Wind produces 32.5% of Ireland’s power in 2019

Summary

Article

The advantages of wind power in Ireland are increasing. 32.5 percent of Ireland’s electricity demand was provided by wind power in 2019. This is a 3.5 percent rise from the previous year. This news comes from the annual report issued by the Irish Wind Energy Association (IWEA).

According to the IWEA, this was a record share for the country, the second-highest in Europe and highest for onshore wind, which shows that the advantages of wind power could be beneficial to combating environmental issues.

Ireland’s wind-generated 9.497 TWh of power over the year.
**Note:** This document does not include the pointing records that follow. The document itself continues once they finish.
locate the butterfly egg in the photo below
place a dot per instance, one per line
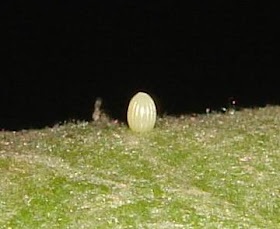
(141, 113)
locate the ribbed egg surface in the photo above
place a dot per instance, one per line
(141, 113)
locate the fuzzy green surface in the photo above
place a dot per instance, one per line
(208, 171)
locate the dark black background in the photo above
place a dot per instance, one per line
(189, 55)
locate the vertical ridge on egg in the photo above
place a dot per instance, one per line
(141, 113)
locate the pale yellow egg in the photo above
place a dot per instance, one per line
(141, 113)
And, in February and December, it managed to provide more electricity than natural gas-based plants.

IWEA said that it connected 24 new wind farms in 2019. This would bring 463 MW of combined installed capacity, making 2019 the second-best year for new connections on record!

At the end of 2019, installed wind capacity in Ireland reached a total of 4,130 MW. IWEA highlighted the potential that Ireland has for more in terms of both onshore and offshore segments.
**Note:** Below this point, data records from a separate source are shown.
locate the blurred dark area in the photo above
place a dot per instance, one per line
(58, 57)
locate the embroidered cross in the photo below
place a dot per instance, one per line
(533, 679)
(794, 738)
The biggest concern in the industry, however, is the practice known as dispatch down. This happens when a wind farm is told to either slow down production or shut down completely. This is something that tends to happen as a result of curtailment or there is a weak transmission system in some part of the country, making it unable to transport all of the wind-generated power.

Last year, 1,008 TWh of wind power was lost as a result of dispatch down. This output represents 7.7 per cent of the entire production and would have been enough to provide power to more than 200,000 homes.